LES OFFICIERS DE SANTE
DANS LE DEPARTEMENT DE LA MOSELLE
François JUNG
La Convention avait supprimé en
1792 les universités et mis fin à 1’activité des corporations. L’art de guérir,
exercé sous l’Ancien Régime par des médecins et des chirurgiens, n’était plus
enseigné et son exercice était libre.
Seuls continuaient à être
instruits des chirurgiens destinés aux armées de la République.
Ils étaient formés dans quatre
hôpitaux militaires, dont celui de Metz.
Bonaparte, soucieux de remédier
à l’anarchie régnant dans le domaine de la santé, promulguait, en 1803, une loi
qui allait régir l’exercice de la médecine en France pendant près d’un siècle.
L’enseignement était rétabli dans les universités, et l’exercice de la médecine
ne pouvait être assuré que par des praticiens titulaires d’un diplôme de
docteur en médecine ou d’officier de santé.
Ce deuxième ordre était réservé
à des praticiens, non titulaires du baccalauréat, ayant suivi des stages dans
des hôpitaux ou chez des praticiens et ayant fait preuve de leurs connaissances,
lors d’un examen soutenu devant un jury départemental, remplacé plus tard par un
jury universitaire.
Les officiers de santé ne
jouissaient pas de tous les privilèges des médecins. Leur exercice était limité
au département dans lequel ils étaient inscrits. Ils n’avaient pas le droit d’effectuer
certains actes et ne pouvaient pas avoir accès aux fonctions de médecin
hospitalier ou d’expert.
Après que la situation des
praticiens exerçant avant la nouvelle réglementation eut été régularisée, dès
1804, le premier jury départemental procédait à l’examen des candidats.
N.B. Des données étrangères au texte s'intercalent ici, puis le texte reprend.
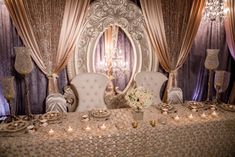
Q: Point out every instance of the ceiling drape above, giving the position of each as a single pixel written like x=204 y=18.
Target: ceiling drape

Ultérieurement il devait se
réunir de façon plus ou moins régulière, selon la demande.
Le nombre d’officiers de santé
exerçant en Moselle fut, au début, très important ; ils représentaient, en
1804, 80% des 112 praticiens exerçant dans le département. Il ne cessa de
diminuer au profit des docteurs en médecine et, en 1866, alors que les
conditions de leur réception étaient devenues plus rigoureuses, ils n’en
représentaient plus que 20%.
L’exercice des officiers de
santé, contrairement aux idées reçues, ne s’effectuait pas seulement en milieu
rural ; certains d’entre eux exerçaient en ville, et en particulier à Metz. La carrière
de l’un d’entre eux, Pierre Morlanne, fut
particulièrement exemplaire.
Spécialisé en obstétrique, cet
officier de santé avait fondé à Metz la Congrégation de la Charité maternelle,
communauté de 4 sages-femmes religieuses, destinée à venir en aide aux
accouchées, et avait fondé une maternité qui est encore, de nos jours, la plus
importante du département.
Les rapports entre médecins et
officiers de santé étaient parfois ambigus. Si quelques docteurs se
félicitaient de la qualité de certains officiers de santé, et si des places
leur avaient été réservées à la Société des Médecins de la Moselle, fondée en
1852, il n’en reste pas moins que la plupart restaient attentifs aux dérives
possibles. Ils n’hésitaient pas à les dénoncer publiquement et à poursuivre,
pour exercice illégal, ceux qui exerçaient en dehors du département dans lequel
ils avaient été inscrits.
Par ailleurs, les docteurs en
médecine militaient en faveur de la suppression de ce deuxième ordre. Reprenant
les positions prises par le Congrès médical réuni en 1842 et par les assemblées
générales de l’Association Générale des Médecins Français (AGMF), la Société des
Médecins de la Moselle poursuivit une action constante en vue de cette
suppression. Un de ses membres, le Docteur Finot,
avait publié en 1862 une brochure consacrée à « L’unité professionnelle de la
médecine » dans laquelle il avait développé ses arguments en faveur de cette
solution.
Le recrutement des officiers de
santé cessa en Moselle en 1871, après l’annexion du département à l’Empire
allemand, alors qu’il se poursuivit dans le reste de la France jusqu’en 1894.
Les autorités allemandes autorisèrent cependant la poursuite des activités des
officiers de santé restés en place (l3 en 1873), et n’hésitèrent pas à leur
confier des fonctions officielles de médecins cantonaux.
Au début du XXe
siècle, les officiers de santé avaient disparu du paysage médical mosellan.